The last PH government, elected in 2018 in a historic vote that ended six decades of rule by the Malay-majority Barisan Nasional (BN), collapsed in part due to a reform agenda Malay nationalists feared would undermine Malays’ “special position” in the constitution.
“While he’ll remain committed to social protection policies, he’ll seek to minimise fiscal leakages by rationalising subsidies and ensuring smart targeting of resources and services,” Asadullah said.
After suffering the biggest contraction since the 1997-98 Asian Financial Crisis, Malaysia’s economy has rebounded strongly from the pandemic.
Gross domestic product grew by 14.2 percent during the July-September period after an 8.9 percent expansion during the second quarter.
Yet, Southeast Asia’s fourth-largest economy is facing slowing growth amid fears the global economy will tip into recession in the coming months.
Inflation, while modest compared with Europe and North America, and rising interest rates are stretching lower and middle-income households’ budgets thin, while the ringgit hovers near quarter-century lows.
For Malaysia’s longer-term prosperity, structural reforms are needed to ensure its transition to a high-income economy, according to economists.

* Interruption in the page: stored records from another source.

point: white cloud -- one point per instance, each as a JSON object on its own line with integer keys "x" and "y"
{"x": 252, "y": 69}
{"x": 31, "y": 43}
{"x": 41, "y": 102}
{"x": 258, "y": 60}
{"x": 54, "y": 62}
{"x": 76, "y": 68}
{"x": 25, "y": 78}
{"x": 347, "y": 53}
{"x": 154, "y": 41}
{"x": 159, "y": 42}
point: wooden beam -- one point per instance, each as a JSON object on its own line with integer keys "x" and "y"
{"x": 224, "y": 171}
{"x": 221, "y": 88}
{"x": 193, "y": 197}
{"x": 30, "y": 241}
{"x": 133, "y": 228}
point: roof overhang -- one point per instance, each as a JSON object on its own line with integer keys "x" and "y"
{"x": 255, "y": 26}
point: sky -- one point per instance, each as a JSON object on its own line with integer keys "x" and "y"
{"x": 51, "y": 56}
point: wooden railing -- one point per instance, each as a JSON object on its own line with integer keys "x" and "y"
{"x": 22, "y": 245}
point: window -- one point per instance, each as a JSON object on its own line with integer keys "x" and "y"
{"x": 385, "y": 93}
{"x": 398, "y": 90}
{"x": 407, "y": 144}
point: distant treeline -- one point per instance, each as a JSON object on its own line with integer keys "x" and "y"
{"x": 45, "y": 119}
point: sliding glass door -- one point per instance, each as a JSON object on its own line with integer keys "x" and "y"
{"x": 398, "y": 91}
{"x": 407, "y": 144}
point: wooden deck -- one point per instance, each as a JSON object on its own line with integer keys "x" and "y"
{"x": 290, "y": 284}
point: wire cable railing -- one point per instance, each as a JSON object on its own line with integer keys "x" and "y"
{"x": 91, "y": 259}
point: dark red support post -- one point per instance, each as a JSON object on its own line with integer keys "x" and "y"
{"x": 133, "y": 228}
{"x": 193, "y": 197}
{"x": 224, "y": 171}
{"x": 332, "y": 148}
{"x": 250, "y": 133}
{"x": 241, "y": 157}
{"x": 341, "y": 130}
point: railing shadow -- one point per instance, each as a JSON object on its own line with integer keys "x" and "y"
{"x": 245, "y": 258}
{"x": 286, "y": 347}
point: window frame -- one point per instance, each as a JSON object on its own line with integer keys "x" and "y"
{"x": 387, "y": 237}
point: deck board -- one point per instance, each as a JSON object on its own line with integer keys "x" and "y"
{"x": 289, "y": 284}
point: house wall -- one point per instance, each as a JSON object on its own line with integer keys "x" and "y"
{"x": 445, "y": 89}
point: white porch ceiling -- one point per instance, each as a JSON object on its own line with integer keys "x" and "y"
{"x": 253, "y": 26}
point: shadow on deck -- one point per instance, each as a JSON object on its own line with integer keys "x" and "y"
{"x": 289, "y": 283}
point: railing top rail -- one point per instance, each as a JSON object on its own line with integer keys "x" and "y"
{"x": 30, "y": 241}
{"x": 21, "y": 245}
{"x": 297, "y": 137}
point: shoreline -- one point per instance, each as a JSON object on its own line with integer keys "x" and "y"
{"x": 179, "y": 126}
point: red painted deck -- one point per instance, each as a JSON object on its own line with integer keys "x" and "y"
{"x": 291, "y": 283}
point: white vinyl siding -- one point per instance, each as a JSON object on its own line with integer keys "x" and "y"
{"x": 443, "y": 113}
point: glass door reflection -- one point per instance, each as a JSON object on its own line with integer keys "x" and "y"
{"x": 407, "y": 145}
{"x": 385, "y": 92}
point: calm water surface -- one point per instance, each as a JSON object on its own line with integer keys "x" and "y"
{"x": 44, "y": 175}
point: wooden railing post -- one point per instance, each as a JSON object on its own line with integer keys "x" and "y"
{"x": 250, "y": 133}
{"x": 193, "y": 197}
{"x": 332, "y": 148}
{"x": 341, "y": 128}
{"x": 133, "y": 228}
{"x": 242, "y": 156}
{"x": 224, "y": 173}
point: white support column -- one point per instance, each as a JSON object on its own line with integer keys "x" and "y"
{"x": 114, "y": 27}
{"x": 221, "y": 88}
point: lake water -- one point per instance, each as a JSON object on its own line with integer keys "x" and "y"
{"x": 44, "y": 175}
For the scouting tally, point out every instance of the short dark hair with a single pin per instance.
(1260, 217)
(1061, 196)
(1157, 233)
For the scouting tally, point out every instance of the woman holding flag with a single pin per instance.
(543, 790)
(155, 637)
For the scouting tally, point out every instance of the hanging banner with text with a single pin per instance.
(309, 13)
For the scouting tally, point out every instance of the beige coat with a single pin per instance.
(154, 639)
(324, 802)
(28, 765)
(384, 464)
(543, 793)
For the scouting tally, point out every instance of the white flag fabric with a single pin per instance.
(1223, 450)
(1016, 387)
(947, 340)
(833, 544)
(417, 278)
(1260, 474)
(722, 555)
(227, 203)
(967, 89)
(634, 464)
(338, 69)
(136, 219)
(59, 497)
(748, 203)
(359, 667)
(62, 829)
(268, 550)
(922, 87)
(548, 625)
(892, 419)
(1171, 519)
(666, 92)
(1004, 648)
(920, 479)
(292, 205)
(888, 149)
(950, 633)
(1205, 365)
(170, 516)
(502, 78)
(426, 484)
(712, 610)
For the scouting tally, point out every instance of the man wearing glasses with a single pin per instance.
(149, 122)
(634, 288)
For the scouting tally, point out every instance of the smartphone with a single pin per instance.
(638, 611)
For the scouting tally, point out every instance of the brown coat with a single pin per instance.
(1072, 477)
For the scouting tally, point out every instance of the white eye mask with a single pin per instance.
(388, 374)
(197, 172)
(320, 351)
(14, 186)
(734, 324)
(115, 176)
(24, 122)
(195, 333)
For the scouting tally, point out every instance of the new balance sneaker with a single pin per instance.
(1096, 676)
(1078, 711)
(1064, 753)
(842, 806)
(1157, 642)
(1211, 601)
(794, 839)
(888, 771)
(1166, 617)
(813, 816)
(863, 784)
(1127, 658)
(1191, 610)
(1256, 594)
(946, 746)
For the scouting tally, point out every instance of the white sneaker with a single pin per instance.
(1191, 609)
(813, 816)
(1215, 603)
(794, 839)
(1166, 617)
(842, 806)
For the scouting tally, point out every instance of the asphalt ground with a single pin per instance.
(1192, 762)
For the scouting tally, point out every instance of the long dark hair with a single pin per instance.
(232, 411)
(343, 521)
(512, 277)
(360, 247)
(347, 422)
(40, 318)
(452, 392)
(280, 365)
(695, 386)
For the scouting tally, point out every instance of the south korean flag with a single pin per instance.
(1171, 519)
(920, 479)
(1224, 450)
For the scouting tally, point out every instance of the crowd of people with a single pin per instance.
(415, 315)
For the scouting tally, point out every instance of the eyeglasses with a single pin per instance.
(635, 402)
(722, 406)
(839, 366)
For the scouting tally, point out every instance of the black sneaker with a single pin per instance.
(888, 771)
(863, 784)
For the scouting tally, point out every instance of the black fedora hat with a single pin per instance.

The OECD and World Bank have highlighted the strengthening of social protections and the introduction of competition in state-dominated sectors such as transport and energy as priorities for reform.
“A prerequisite to achieving a high-income and developed nation is the progression to a ‘high-productivity, high-income’ workforce,” said Lee, the Monash professor. “However, low economic growth has plagued the Malaysian economy after the Asian Financial crisis. One of the main contributing factors to the low growth is the low labour productivity growth.”
As the head of a unity government that includes several rival groupings including the BN, Anwar, whose first tasks will include passing a long-awaited budget for 2023, could find it difficult to implement significant reforms.
“Given the unity government he is heading, it will be tough for him to implement structural reforms quickly without protracted negotiations and consensus among coalition members,” Yeah Kim Leng, director of the Economic Studies Programme at the Jeffrey Cheah Institute on Southeast Asia at Sunway University, told Al Jazeera.
“With the ‘big bang’ likely to be risky and politically destabilising, he will inevitably gravitate towards Deng Xiaoping’s ‘feeling the pebbles while crossing the stream’ that is emblematic of a gradualist approach,” Yeah added, referring to China’s reformist leader who presided over a period of economic liberalisation during the 1980s.
Harris Zainul, a senior analyst at the Institute of Strategic and International Studies (ISIS) Malaysia, said Anwar is unlikely to shake up the status quo due to political uncertainties, including upcoming state elections.
“I don’t expect Anwar to make any big changes in economic policy, especially regarding taxes, in the near term,” Zainul told Al Jazeera.
“Reason being that there is little political appetite to be increasing the tax base right now, with a few key states in Malaysia still needing to have their elections by mid-2023. Until that happens, I don’t think Anwar will be risking anything that may be viewed as politically unpopular.”